O principal índice da bolsa brasileira passou a primeira metade do pregão no marasmo, oscilando entre a estabilidade e uma leve alta. Mas na parte da tarde, a coisa começou a esquentar, e o Ibovespa decolou, fechando com ganho de 1,23%, aos 106.022 pontos.
Foi a primeira vez que o índice fechou acima dos 106 mil pontos. O recorde anterior havia sido de 105.817 pontos.
É... parece que ou eu sou pé quente, ou o Victor Aguiar é pé frio. É que o Victor é o titular da cobertura de mercados aqui no Seu Dinheiro, mas hoje precisou focar numa série especial de reportagens que ele está preparando para esta semana.
Para isso, ele me pediu para ficar no lugar dele e, pela segunda vez neste ano, perdeu uma máxima histórica do Ibovespa. No primeiro dia dele aqui no Seu Dinheiro, o Ibovespa bateu os 100 mil pontos pela primeira vez, durante o pregão. Mas era eu quem estava cobrindo o desempenho da bolsa nesse dia. A partir do dia seguinte, quando o Victor finalmente assumiu as picapes, foi só ladeira abaixo por um bom tempo. Foi mal, Victor.

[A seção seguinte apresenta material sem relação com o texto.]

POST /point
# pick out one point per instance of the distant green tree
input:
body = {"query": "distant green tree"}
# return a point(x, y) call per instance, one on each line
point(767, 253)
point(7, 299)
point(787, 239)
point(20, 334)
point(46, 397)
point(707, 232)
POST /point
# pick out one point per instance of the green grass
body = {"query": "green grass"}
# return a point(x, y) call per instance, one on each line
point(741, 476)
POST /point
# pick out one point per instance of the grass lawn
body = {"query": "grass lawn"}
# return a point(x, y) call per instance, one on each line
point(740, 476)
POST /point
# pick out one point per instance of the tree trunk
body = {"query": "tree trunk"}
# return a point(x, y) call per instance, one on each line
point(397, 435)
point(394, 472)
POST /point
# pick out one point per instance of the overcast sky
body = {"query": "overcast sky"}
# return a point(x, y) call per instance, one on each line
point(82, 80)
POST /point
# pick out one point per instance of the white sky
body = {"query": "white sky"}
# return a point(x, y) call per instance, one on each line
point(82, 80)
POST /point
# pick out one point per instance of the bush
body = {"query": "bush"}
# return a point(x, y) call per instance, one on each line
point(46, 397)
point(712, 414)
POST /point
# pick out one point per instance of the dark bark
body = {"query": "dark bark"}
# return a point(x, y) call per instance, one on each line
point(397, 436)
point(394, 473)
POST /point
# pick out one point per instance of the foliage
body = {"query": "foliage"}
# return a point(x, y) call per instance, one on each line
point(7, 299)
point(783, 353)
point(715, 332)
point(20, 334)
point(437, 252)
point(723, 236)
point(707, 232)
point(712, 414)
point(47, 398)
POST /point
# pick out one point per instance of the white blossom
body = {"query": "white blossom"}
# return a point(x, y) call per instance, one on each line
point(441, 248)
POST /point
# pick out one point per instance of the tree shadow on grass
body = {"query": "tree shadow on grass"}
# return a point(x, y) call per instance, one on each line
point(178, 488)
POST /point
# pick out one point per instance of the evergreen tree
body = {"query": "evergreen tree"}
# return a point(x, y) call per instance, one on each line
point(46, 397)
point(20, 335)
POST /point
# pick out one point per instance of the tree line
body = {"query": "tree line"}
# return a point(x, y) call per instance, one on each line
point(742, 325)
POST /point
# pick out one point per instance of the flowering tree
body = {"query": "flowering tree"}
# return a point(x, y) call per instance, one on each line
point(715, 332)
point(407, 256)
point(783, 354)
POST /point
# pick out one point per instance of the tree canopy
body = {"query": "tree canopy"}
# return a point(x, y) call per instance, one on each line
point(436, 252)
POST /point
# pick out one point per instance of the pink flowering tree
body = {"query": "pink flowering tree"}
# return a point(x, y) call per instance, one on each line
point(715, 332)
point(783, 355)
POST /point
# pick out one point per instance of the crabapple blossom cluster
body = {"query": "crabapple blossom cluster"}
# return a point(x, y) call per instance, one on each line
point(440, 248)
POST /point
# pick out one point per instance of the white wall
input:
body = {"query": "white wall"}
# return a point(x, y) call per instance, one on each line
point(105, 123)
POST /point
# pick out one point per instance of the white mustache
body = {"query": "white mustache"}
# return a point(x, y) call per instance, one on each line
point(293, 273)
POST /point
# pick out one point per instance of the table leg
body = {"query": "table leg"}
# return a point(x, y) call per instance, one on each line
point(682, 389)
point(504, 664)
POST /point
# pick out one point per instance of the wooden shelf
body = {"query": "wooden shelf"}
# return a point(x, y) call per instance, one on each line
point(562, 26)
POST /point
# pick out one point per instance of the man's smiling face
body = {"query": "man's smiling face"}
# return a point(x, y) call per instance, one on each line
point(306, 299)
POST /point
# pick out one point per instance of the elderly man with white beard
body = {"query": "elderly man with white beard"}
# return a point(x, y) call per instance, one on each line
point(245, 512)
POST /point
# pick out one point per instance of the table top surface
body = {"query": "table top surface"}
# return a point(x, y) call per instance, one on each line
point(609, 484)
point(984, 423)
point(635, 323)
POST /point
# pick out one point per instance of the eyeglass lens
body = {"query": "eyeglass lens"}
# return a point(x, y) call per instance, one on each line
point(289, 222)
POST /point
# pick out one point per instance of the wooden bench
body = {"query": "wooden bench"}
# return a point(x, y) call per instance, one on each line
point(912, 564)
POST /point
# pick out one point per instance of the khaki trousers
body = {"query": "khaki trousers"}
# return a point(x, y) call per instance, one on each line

Por aqui, o dia hoje foi bem tranquilo em termos de agenda e esvaziado de noticiário. Mais cedo, o Banco Central divulgou o seu Boletim Focus, que veio com uma previsão de Selic mais baixa para o final deste ano. Agora, o mercado espera que os juros caiam para 4,5%, frente a uma previsão anterior de 4,75%. Confira todas as projeções do último Focus.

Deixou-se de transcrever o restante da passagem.